One member of the Canberra Declaration team, Bill Muehlenberg, wrote an entire book on this issue in 2016 called The Challenge of Euthanasia. The first half of the volume looks at the social, medical, scientific and moral concerns, and it offers careful documentation of some of the matters referred to above. The book deals with ten major concerns about legalised euthanasia, or physician-assisted suicide, which can be listed here:
One. The doctor-patient relationship is weakened
Two. The right to die implies a duty to kill
Three. The most vulnerable will be at risk
Four. Legal euthanasia sends out the wrong message
Five. Autonomy, freedom of choice, and self-determination
Six. “Safeguards” and the slippery slope
Seven. Hard cases make for bad law
Eight. Faulty diagnoses and prognoses
Nine. Palliative care
Ten. A faulty understanding of compassion
That book, along with a number of others, makes it clear that we can do much better with those who are suffering than to simply kill the sufferer. The slippery slope inevitably takes place, and so-called safeguards prove to be not worth the paper they are written on.
As ethicist Gilbert Meilaender once put it: “Our task is therefore not to abandon those who suffer but to ‘maximize care’ for them as they live out their own life’s story. We ought ‘always to care, never to kill.’ And it has, in fact, been precisely our deep commitment not to abandon those who suffer that has, in large measure, been a powerful motive force in the development of modern medicine. Our continued task is not to eliminate sufferers but to find better ways of dealing with their suffering.”

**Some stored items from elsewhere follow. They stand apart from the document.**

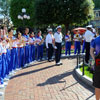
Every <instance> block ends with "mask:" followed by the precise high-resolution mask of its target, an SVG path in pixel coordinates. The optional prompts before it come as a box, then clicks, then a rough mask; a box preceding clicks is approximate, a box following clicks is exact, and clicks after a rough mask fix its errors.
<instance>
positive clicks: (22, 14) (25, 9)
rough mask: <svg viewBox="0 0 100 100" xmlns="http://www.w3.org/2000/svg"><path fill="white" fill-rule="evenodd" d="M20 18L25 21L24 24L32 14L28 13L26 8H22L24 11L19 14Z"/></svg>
mask: <svg viewBox="0 0 100 100" xmlns="http://www.w3.org/2000/svg"><path fill="white" fill-rule="evenodd" d="M18 19H19V20H22V21H23V26H24V25H25V23H24V20H25V19H26V20H29V19H30V16H29V15H28V14H26V9H25V8H22V13H21V15H18Z"/></svg>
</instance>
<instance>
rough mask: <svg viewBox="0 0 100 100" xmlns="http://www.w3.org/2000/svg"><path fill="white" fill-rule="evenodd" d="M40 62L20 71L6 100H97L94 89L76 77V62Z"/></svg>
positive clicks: (14, 78) (11, 86) (10, 82)
mask: <svg viewBox="0 0 100 100" xmlns="http://www.w3.org/2000/svg"><path fill="white" fill-rule="evenodd" d="M62 62H63V65H62V66H54V65H55V62H50V63H48V62H46V61H43V62H38V63H35V64H34V65H33V66H31V67H29V68H25V69H23V70H20V71H19V72H17V74H16V75H15V76H14V77H13V78H12V79H11V80H10V81H9V84H8V86H7V88H6V90H5V100H95V96H94V90H92V89H91V88H90V87H88V86H86V85H85V84H84V83H82V82H81V81H80V80H78V79H77V77H76V76H75V74H74V71H73V70H74V68H75V66H76V59H63V60H62Z"/></svg>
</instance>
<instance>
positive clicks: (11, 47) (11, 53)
mask: <svg viewBox="0 0 100 100" xmlns="http://www.w3.org/2000/svg"><path fill="white" fill-rule="evenodd" d="M8 39H9V43H10V54H11V56H10V62H9V63H10V65H9V72H10V74H13V72H12V71H13V68H14V64H15V62H13V61H14V55H13V53H14V51H13V48H12V44H13V41H14V40H15V37H14V36H13V30H12V29H8Z"/></svg>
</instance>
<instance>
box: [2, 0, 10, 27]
mask: <svg viewBox="0 0 100 100" xmlns="http://www.w3.org/2000/svg"><path fill="white" fill-rule="evenodd" d="M10 2H11V0H1V1H0V8H1V10H0V14H1V15H2V16H4V20H5V19H6V22H5V24H7V26H8V25H9V22H10V17H9V8H10Z"/></svg>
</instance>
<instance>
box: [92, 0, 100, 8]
mask: <svg viewBox="0 0 100 100" xmlns="http://www.w3.org/2000/svg"><path fill="white" fill-rule="evenodd" d="M93 1H94V3H95V8H100V0H93Z"/></svg>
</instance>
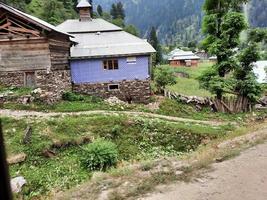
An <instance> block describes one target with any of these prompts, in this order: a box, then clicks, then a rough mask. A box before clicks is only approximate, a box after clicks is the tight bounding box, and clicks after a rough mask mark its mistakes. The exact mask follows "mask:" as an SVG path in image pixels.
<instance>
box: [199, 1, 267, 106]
mask: <svg viewBox="0 0 267 200" xmlns="http://www.w3.org/2000/svg"><path fill="white" fill-rule="evenodd" d="M245 2H248V0H206V1H205V4H204V12H205V17H204V21H203V31H204V33H205V35H206V38H205V40H204V41H203V47H204V48H206V50H208V52H209V53H210V54H211V55H216V56H217V64H215V65H214V66H213V67H212V70H209V71H208V72H206V73H205V74H203V75H202V76H201V77H200V84H201V86H202V87H204V88H205V89H208V90H209V91H210V92H211V93H213V94H216V96H217V99H219V100H220V101H221V100H222V97H223V95H224V94H227V93H230V94H235V95H236V96H237V97H238V99H237V102H238V100H239V99H241V100H242V99H248V100H250V102H255V101H256V99H257V97H258V96H259V95H260V93H261V89H260V86H259V84H258V83H257V81H256V77H255V75H254V73H253V72H252V70H253V63H254V62H255V61H257V59H258V58H259V54H258V48H257V42H259V41H260V39H261V40H262V39H263V38H259V37H256V38H257V40H256V41H255V39H253V38H252V37H251V38H249V40H248V41H247V47H245V48H244V49H242V50H241V51H239V52H237V51H236V49H237V48H238V47H239V45H240V34H241V32H242V31H244V30H246V29H247V24H246V21H245V16H244V14H243V13H242V12H241V7H242V5H243V3H245ZM254 35H257V34H254ZM242 102H243V100H242ZM243 106H246V105H245V104H243V105H242V109H244V110H246V109H247V108H245V107H243Z"/></svg>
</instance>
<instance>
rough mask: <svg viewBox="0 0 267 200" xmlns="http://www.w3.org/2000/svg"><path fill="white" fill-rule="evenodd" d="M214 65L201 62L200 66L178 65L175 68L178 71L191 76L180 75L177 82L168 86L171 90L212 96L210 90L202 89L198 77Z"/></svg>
mask: <svg viewBox="0 0 267 200" xmlns="http://www.w3.org/2000/svg"><path fill="white" fill-rule="evenodd" d="M211 66H212V64H211V63H200V64H199V66H198V67H176V68H173V70H174V71H175V72H177V73H184V74H188V75H189V78H182V77H178V78H177V79H176V80H177V83H176V84H175V85H173V86H169V87H167V89H169V90H170V91H173V92H178V93H180V94H184V95H188V96H201V97H207V96H211V94H210V92H209V91H207V90H204V89H201V88H200V86H199V82H198V80H197V78H198V77H199V76H200V75H201V74H202V73H203V72H204V71H206V70H208V69H209V68H210V67H211Z"/></svg>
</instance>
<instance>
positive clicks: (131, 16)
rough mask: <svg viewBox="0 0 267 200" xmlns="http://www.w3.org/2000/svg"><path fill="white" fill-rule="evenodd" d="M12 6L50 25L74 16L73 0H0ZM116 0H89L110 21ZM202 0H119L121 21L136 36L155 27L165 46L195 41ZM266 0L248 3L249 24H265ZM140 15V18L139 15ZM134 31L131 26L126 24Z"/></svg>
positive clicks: (75, 15) (266, 2) (54, 23)
mask: <svg viewBox="0 0 267 200" xmlns="http://www.w3.org/2000/svg"><path fill="white" fill-rule="evenodd" d="M1 1H3V2H4V3H7V4H9V5H12V6H15V7H17V8H19V9H21V10H23V11H26V12H27V13H29V14H32V15H34V16H37V17H39V18H42V19H44V20H45V21H48V22H49V23H52V24H55V25H56V24H59V23H61V22H63V21H64V20H66V19H69V18H75V17H77V13H76V11H75V6H76V4H77V0H46V1H42V0H1ZM118 2H120V0H93V4H94V11H95V12H96V11H97V6H98V5H101V7H102V8H103V12H104V16H103V18H105V19H107V20H110V16H109V15H108V16H107V15H106V14H107V13H110V10H111V7H112V4H113V3H118ZM203 2H204V0H153V1H147V0H123V1H122V3H123V6H124V8H125V14H126V16H125V21H126V23H127V24H133V25H134V26H136V27H137V28H138V29H139V32H140V35H141V36H143V37H147V36H148V35H149V32H150V29H151V27H152V26H154V27H156V30H157V33H158V36H159V38H160V40H161V42H163V43H165V44H167V45H177V44H182V45H184V46H188V45H189V43H191V44H192V43H196V42H198V41H200V40H201V39H202V34H201V22H202V18H203V12H202V6H203ZM266 7H267V0H252V1H251V2H250V5H249V10H248V11H249V21H250V24H251V26H253V27H266V26H267V20H266V19H267V14H266V12H265V10H264V9H266ZM140 16H142V17H140ZM113 22H114V23H115V24H117V25H120V26H122V25H124V24H123V23H122V22H121V21H119V20H115V21H113ZM126 29H131V30H130V32H134V33H135V35H137V34H138V31H137V30H135V29H134V27H133V26H130V27H127V28H126Z"/></svg>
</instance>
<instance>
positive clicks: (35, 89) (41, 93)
mask: <svg viewBox="0 0 267 200" xmlns="http://www.w3.org/2000/svg"><path fill="white" fill-rule="evenodd" d="M32 94H42V89H41V88H36V89H35V90H33V91H32Z"/></svg>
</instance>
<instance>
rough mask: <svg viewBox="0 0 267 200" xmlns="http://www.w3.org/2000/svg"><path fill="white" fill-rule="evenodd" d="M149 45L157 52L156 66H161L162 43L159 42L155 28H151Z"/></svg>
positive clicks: (155, 58) (149, 36)
mask: <svg viewBox="0 0 267 200" xmlns="http://www.w3.org/2000/svg"><path fill="white" fill-rule="evenodd" d="M149 43H150V44H151V45H152V46H153V47H154V49H155V50H156V51H157V53H156V55H155V58H154V62H155V64H160V63H161V62H162V50H161V46H160V43H159V41H158V36H157V31H156V28H155V27H154V26H153V27H152V28H151V31H150V35H149Z"/></svg>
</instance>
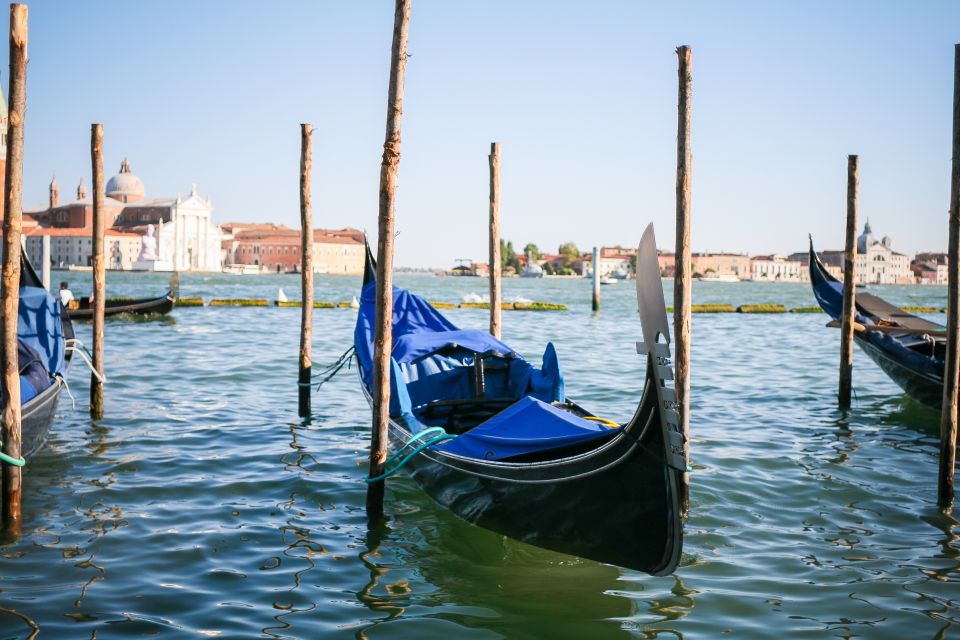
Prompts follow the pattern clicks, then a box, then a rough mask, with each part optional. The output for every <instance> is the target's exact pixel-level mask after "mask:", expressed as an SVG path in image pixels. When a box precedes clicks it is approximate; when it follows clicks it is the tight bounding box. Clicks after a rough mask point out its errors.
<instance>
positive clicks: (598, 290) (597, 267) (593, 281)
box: [590, 247, 600, 312]
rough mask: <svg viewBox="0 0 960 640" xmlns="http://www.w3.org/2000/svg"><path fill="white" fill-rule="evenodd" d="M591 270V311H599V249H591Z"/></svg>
mask: <svg viewBox="0 0 960 640" xmlns="http://www.w3.org/2000/svg"><path fill="white" fill-rule="evenodd" d="M590 265H591V267H592V268H593V310H594V312H597V311H600V248H599V247H594V248H593V261H592V262H591V263H590Z"/></svg>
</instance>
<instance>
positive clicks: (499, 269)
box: [489, 142, 502, 340]
mask: <svg viewBox="0 0 960 640" xmlns="http://www.w3.org/2000/svg"><path fill="white" fill-rule="evenodd" d="M489 159H490V335H492V336H493V337H494V338H496V339H498V340H499V339H500V318H501V313H502V312H501V308H500V307H501V304H500V303H501V300H500V299H501V294H500V143H499V142H491V143H490V157H489Z"/></svg>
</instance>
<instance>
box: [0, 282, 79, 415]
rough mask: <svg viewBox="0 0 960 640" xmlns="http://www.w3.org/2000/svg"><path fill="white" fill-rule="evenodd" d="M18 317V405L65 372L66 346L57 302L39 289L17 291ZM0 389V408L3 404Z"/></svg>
mask: <svg viewBox="0 0 960 640" xmlns="http://www.w3.org/2000/svg"><path fill="white" fill-rule="evenodd" d="M17 315H18V318H17V359H18V362H19V366H20V403H21V404H26V403H27V402H29V401H30V400H32V399H33V398H35V397H36V396H37V395H38V394H39V393H40V392H41V391H43V390H44V389H46V388H47V387H49V386H50V385H51V384H52V383H53V376H54V375H56V374H62V373H64V369H65V363H66V360H65V355H66V354H65V351H66V343H65V341H64V336H63V325H62V324H61V322H60V301H59V300H57V299H56V298H54V297H53V296H51V295H50V294H49V293H48V292H47V290H46V289H44V288H42V287H34V286H25V287H21V288H20V306H19V308H18V314H17ZM3 395H4V394H3V393H2V389H0V406H2V405H5V404H6V398H5V397H3Z"/></svg>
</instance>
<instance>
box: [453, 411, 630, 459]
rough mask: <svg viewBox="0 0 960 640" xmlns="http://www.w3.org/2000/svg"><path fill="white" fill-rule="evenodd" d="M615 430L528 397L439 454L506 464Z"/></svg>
mask: <svg viewBox="0 0 960 640" xmlns="http://www.w3.org/2000/svg"><path fill="white" fill-rule="evenodd" d="M614 433H616V430H615V429H610V428H608V427H604V426H601V425H599V424H597V423H596V422H591V421H590V420H584V419H583V418H579V417H577V416H575V415H573V414H572V413H570V412H568V411H564V410H563V409H558V408H557V407H554V406H552V405H549V404H547V403H546V402H541V401H540V400H537V399H536V398H531V397H526V398H523V399H522V400H519V401H518V402H516V403H514V404H513V405H511V406H509V407H507V408H506V409H504V410H503V411H501V412H500V413H498V414H497V415H495V416H494V417H492V418H490V419H489V420H487V421H486V422H484V423H483V424H481V425H479V426H477V427H474V428H473V429H471V430H470V431H468V432H466V433H465V434H463V435H462V436H460V437H459V438H457V439H455V440H450V441H449V442H446V443H444V444H442V445H439V446H437V449H438V450H441V451H446V452H448V453H455V454H457V455H461V456H466V457H469V458H479V459H481V460H503V459H505V458H513V457H515V456H519V455H523V454H526V453H532V452H536V451H549V450H551V449H558V448H560V447H566V446H569V445H573V444H579V443H583V442H587V441H590V440H594V439H597V438H603V437H609V436H611V435H613V434H614Z"/></svg>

Or as another ethicist, Paul Ramsey, wrote: “The conviction that one should always choose life lies at the heart of the practice of medicine and nursing. In that sense, medical ethics must be pro-life.” The Canberra Declaration will continue to work for a culture where the elderly – and everyone else – need never fear that a trip to the doctor or the hospital may be their last trip. We must choose life.